Tumor and Immune Dynamics Following Sequential CDK4/6 and PD-1 Inhibition: Results from a Phase 2 Study in Dedifferentiated Liposarcoma
作者
Evan Rosenbaum,Rodrigo Gularte‐Mérida,Evan Seffar,Jasme Lee,Matthew Adamow,Martina Bradić,Mark A. Dickson,Viswatej Avutu,Lauren B. Banks,Jason E. Chan,Ping Chi,Mrinal M. Gounder,Ciara M. Kelly,Mary Louise Keohan,Robert G. Maki,Sujana Movva,Damon R. Reed,Rhoena Desir,Matthew D. Biniakewitz,Joseph P. Erinjeri
Abstract Background: The CDK4/6 inhibitor palbociclib delays progression in advanced dedifferentiated liposarcoma (DDLPS) patients. In carcinoma models, CDK4/6 and PD-1 inhibition induce intratumoral inflammation and synergistic activity. Comprehensive assessment of tumor and host dynamics is needed to understand response and resistance to this combination.

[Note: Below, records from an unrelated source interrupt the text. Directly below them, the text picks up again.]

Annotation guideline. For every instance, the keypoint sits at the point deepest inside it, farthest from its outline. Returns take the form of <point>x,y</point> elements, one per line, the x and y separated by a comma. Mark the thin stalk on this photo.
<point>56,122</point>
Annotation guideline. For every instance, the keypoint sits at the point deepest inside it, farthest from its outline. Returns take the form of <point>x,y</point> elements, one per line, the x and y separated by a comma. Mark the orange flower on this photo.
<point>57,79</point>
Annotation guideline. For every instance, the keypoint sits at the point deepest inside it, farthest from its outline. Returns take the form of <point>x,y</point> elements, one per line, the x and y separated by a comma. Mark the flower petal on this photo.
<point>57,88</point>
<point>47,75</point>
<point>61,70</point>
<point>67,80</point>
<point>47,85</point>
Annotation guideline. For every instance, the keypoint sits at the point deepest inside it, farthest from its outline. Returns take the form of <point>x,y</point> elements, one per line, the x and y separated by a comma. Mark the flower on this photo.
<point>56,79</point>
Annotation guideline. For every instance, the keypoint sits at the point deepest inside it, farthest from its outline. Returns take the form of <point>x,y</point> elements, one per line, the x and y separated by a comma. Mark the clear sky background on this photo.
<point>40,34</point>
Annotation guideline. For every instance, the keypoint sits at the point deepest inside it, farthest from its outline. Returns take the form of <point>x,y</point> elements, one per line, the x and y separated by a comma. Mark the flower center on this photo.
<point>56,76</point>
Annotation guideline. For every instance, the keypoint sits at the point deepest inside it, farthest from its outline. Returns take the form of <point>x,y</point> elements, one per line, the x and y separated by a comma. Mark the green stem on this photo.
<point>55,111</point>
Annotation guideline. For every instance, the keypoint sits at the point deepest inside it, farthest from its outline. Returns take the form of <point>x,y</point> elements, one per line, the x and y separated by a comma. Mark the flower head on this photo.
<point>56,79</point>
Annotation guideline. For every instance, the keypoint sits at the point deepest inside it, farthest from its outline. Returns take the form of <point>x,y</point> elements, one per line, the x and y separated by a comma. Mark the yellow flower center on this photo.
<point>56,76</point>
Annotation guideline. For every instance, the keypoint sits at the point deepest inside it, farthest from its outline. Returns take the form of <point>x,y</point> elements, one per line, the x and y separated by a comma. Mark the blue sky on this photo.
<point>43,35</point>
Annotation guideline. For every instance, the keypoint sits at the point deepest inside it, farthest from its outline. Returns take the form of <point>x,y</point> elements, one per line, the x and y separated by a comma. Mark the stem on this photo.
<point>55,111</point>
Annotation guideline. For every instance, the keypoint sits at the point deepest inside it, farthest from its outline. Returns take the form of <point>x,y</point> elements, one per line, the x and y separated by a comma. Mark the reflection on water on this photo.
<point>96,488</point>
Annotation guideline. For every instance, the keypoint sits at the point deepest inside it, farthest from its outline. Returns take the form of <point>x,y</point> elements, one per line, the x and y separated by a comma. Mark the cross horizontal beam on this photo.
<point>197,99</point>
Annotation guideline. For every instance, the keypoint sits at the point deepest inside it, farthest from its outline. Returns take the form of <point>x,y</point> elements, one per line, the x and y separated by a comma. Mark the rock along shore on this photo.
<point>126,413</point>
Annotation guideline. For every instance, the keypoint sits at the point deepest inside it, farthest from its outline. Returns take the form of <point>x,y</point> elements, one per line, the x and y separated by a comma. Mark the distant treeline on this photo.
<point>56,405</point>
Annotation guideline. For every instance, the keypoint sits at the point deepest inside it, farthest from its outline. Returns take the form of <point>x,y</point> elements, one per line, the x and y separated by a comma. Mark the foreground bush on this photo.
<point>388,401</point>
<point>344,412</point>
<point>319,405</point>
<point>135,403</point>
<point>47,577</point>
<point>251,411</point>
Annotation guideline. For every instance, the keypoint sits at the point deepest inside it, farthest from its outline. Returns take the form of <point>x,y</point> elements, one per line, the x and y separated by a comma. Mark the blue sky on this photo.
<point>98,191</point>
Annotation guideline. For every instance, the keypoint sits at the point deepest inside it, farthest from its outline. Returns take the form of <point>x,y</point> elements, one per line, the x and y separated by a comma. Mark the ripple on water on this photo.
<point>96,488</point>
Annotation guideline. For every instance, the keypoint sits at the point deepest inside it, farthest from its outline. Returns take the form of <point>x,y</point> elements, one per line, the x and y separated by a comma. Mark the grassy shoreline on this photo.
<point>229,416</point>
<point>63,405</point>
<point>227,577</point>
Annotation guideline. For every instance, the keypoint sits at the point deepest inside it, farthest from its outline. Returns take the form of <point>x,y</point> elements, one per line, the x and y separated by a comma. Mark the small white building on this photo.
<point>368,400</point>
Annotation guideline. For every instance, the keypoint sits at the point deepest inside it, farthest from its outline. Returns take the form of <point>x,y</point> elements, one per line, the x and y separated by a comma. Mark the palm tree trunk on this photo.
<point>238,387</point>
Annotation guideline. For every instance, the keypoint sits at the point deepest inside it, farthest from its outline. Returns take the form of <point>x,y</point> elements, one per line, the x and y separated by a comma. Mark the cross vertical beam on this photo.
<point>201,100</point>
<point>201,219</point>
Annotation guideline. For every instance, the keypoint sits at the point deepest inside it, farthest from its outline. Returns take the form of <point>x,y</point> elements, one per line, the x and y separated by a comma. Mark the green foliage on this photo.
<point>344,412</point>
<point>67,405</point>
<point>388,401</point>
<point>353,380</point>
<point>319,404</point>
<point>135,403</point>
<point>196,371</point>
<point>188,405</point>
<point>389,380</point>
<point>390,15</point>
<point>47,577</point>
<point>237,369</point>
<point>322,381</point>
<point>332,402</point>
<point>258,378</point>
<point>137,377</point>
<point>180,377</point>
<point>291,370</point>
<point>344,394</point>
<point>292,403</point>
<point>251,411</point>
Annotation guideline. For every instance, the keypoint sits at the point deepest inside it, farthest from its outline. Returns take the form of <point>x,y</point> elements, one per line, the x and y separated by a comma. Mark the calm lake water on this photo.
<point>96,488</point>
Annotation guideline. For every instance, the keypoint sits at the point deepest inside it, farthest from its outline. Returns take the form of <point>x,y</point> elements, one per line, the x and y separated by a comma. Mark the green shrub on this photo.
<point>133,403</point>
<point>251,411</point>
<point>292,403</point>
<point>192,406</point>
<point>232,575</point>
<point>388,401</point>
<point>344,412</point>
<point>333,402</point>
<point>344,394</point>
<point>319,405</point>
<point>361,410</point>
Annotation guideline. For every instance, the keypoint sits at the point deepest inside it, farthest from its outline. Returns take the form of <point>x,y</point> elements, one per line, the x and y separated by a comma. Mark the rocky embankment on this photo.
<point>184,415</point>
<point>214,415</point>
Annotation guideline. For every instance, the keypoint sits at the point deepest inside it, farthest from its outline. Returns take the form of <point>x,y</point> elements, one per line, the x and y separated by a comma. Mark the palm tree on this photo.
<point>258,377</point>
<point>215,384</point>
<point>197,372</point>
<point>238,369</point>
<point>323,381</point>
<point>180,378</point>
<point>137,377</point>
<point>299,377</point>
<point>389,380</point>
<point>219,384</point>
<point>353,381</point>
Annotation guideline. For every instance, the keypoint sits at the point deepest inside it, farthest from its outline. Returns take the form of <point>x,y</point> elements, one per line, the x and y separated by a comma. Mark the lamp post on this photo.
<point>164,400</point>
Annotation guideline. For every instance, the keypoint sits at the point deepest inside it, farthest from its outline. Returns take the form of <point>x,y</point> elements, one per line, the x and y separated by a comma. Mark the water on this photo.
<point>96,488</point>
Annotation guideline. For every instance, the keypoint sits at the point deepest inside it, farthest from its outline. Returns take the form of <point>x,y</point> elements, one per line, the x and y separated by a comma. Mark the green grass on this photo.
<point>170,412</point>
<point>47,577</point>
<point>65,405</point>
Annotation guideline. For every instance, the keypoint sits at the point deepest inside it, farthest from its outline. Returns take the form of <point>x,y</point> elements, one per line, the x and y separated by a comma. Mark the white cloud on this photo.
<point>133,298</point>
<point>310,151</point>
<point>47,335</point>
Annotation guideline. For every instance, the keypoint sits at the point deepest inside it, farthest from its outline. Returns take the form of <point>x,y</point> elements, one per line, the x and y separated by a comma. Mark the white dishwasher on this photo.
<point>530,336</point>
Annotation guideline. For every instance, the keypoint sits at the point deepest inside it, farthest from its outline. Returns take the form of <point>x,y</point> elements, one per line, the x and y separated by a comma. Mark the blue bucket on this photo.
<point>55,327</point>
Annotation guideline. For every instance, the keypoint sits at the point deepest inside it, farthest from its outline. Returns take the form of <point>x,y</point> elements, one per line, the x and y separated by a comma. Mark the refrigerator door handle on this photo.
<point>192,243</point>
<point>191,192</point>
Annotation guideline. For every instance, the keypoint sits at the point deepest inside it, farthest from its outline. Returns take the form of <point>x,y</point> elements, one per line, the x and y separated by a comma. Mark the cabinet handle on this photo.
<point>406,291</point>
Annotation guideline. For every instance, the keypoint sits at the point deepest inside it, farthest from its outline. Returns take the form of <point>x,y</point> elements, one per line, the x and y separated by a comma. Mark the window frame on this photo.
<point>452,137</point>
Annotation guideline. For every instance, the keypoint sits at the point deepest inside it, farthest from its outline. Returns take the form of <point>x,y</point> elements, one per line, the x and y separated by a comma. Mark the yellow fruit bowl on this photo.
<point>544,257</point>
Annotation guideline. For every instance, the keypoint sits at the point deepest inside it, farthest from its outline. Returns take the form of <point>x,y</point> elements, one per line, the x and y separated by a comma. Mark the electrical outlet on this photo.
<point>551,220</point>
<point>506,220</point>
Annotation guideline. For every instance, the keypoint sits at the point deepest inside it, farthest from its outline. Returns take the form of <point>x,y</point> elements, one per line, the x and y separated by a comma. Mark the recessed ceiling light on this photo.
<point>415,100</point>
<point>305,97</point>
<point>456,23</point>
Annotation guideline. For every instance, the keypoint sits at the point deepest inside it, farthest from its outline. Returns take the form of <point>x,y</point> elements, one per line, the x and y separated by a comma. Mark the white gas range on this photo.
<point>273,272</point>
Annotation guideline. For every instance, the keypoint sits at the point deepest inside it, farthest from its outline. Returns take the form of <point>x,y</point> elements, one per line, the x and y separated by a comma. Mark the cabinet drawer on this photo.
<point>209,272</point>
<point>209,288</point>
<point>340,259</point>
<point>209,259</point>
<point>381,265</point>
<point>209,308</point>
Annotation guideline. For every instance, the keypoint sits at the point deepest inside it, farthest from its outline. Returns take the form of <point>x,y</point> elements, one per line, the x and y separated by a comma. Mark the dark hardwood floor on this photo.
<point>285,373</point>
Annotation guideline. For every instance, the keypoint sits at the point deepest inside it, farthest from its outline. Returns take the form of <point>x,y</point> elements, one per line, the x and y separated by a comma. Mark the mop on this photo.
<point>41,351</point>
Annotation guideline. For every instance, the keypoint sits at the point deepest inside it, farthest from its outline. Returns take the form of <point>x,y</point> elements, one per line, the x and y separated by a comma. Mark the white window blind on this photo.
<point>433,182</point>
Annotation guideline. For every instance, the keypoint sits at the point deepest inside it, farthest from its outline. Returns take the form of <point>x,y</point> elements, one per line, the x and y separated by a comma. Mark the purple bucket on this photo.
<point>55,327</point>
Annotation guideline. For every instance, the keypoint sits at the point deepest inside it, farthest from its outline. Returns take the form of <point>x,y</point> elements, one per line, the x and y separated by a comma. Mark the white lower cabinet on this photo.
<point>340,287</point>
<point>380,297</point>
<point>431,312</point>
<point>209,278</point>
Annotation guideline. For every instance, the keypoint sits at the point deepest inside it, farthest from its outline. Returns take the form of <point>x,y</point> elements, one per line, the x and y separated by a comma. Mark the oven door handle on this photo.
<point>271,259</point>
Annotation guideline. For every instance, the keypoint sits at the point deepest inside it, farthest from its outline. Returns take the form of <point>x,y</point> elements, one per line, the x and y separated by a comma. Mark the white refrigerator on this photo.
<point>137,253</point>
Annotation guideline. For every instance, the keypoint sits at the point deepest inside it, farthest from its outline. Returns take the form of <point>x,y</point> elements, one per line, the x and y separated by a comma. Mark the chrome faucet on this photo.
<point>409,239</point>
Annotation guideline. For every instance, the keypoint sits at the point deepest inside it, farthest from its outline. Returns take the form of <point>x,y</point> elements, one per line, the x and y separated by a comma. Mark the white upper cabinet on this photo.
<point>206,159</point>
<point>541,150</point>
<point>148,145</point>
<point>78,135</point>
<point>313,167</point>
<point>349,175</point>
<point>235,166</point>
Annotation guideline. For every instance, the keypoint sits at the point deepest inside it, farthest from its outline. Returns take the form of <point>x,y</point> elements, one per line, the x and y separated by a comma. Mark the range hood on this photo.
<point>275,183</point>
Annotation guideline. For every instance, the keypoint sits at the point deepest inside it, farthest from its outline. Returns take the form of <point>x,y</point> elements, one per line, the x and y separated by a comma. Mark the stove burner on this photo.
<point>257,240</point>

Methods: We performed a phase 2 study of palbociclib and the PD-1 inhibitor retifanlimab in advanced DDLPS. Palbociclib was administered 2 weeks prior to retifanlimab. Tumor biopsies were analyzed by single-cell RNA sequencing and peripheral blood by high-parameter flow cytometry. Results: Twelve patients were treated before the study was halted due to a 42% immune-related toxicity rate. Overall response rate was 8.3% and disease control rate was 75%. Median progression-free and overall survival were 7.1 and 26.8 months, respectively. Nine patients had at least 1 tumor biopsy analyzed; 3 had paired. Ten patients had paired blood samples analyzed. Following treatment, tumor cells demonstrated decreased cycling and increased cell cycle checkpoint activity. Transcriptional scores for senescence increased in cancer cells, as did the proportion of intratumoral T and B cells. A cluster of cells emerged with upregulated cell cycle genes and downregulated HLA class I, suggesting innate or acquired resistance to treatment. In blood, a subset of CD4+ T cells decreased, while expression of LAG-3, ICOS, and CD38 increased in select subsets. Conclusion: A palbociclib lead-in prior to retifanlimab had a high rate of immune-related toxicities. Correlative analyses identified changes in tumor and immune cells attributable to treatment. A study of concurrent dosing of the combination is ongoing.